With 558 responses, the final vote went to RiverHawks followed closely by the Bandits. Games People Play began working on different logos, and 537 voted for the final design. The school’s brand will still look familiar with the same red and black colors and the use of LC.
“Actually, the last couple of years we’ve talked about using that as our main logo, so that is something that will continue to move forward,” McDonald said.
Central is still seeking full approval from the administration to move forward with the new RiverHawks mascot, but McDonald hoped it would be ready in time for sports this spring.
The decision to retire the “Red Raiders” name and mascot has been met with some pushback from the community and Central alumni.
“Anytime you’re changing a mascot, it can be very difficult,” La Crosse School District Superintendent Dr. Aaron Engel said. “
McDonald said the school has been talking with both community members, parent groups and staff for years about changing the name.
“The support has varied at different levels,” he said. “Obviously, there is a lot of pride and a lot of tradition that goes into the past mascot. As a former Central student, somebody who has coached at Central, and now as a principal, I certainly understand that pride. It is well-intentioned This does not diminish the pride that people have had. In order to make Central a safe place for everybody, I felt that we needed to move forward.”
Engel noted it will be a costly and timely process to change over equipment, uniforms, and even logos embedded into the school’s facilities.
“It is one that we will invest in, but it is not usually something that happens overnight,” he said. “It often involves sanding gym floors and taking out bricks here and there depending on the amount of commitment you had to your previous logo.”
Engel added that the project could be spaced over a few months or even years to complete in a financially responsible way. Fortunately, McDonald noted they had already started transitioning to the LC logo, which will help reduce costs, but there are still marble floors, signs, uniforms, and other branded school property that will need to be changed.
Board Member Shaundel Spivey said he saw this as an opportunity to take action and to right wrongs. He asked McDonald if, in addition to celebrating the new logo, there would be plans to acknowledge how the previous mascot may have harmed people in the past and apologize.

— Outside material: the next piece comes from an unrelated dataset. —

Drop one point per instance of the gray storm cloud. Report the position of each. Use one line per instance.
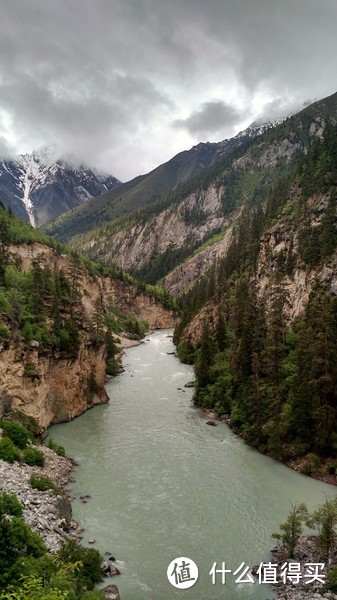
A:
(111, 81)
(211, 118)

“When we talk about communities of color and those that have been marginalized and oppressed, to see that and to feel that acknowledgement is really important,” Spivey said.
McDonald said the school was working with the Ho-Chunk Nation to have a ceremony or diversity day before COVID-19 interrupted the school year. Central also added a Ho-Chunk flag to its main gym.
“Obviously as we move forward, we do want to talk about embracing what has happened in the past and moving forward,” McDonald said. “I want to work with the Ho-Chunk Nation to move forward.”